Our saliva is the body’s natural defence against caries. We all have an individual saliva flow rate and mineral composition. It takes about two hours of normal flow to remove the plaque acid produced after eating and return the mouth to resting phase. You can speed the process up by chewing a sugar free gum for 5-10 mins. Smoking, stress, some medications, and caffeine and alcohol drinks slow down the saliva production and increase the risk of caries. Minimising these factors and drinking tap water to keep well hydrated will make the most of your saliva.

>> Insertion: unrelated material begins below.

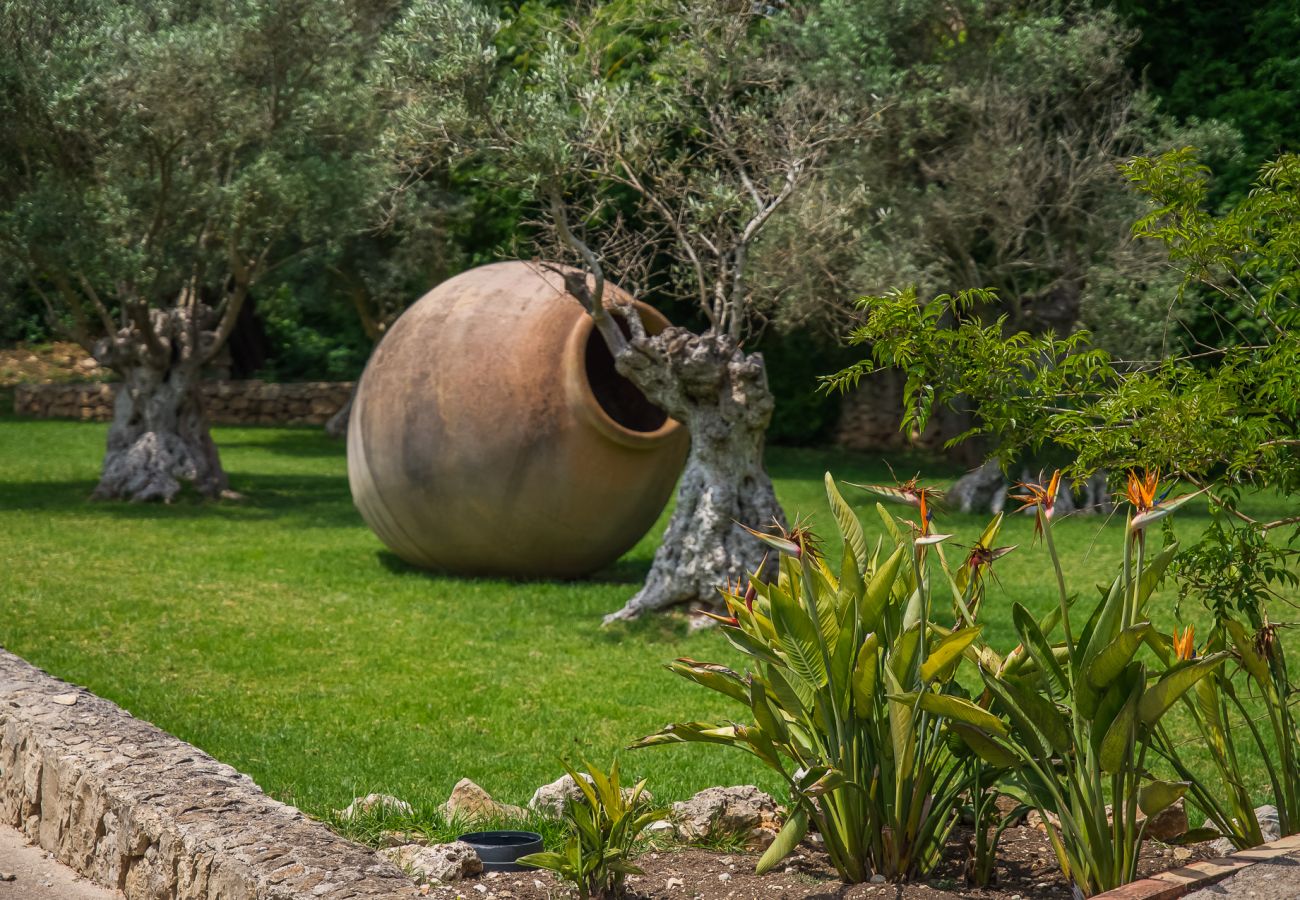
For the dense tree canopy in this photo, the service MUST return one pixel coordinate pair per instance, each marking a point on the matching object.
(160, 159)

Plaque bacteria live on carbohydrates, in particular, sugars. By limiting sugary snacks, or eating them with meals, you are reducing the amount of damage the plaque acid can do. The consistency of the food is important too. Sticky lollies or dried fruit, for example, are in your mouth longer as they stick to the tooth surface.
Time could be a factor if you are eating or drinking anything containing sugar more frequently than every 2 hours. Your mouth would never get a chance to rest. The longer the time your teeth are in an acid environment the more likely they are to decay. Caries doesn’t form overnight. Long term bad habits in diet and or cleaning, or deficencies in your saliva, are to blame. If you are unsure if you are putting yourself at risk, talk to your dentist or hygienist.
Your tooth structure or shape can affect caries as some teeth have deeper groves than others, making cleaning more difficult. Fissure sealants can be placed in these grooves to reduce the risk of caries. You can strengthen your enamel by using fluoride toothpaste regularly. Fluoride works to prevent caries because when it is incorporated into the enamel structure is takes a stronger acid to dissolve the tooth. Fluoride supplements, like any medication, need to be in a dose appropriate to your age and decay rate.
Your best protection against dental caries is daily brushing, flossing, using fluoride toothpaste and maintaining regular dental visits. If you think you have a high caries rate, talk to you dentist or hygienist about toohbrushing and flossing techniques and aids, remineralising agents and fluoride, saliva testing, fissure sealants or dietary counselling.
Tooth caries are repaired with fillings. This is known as restorative dentistry.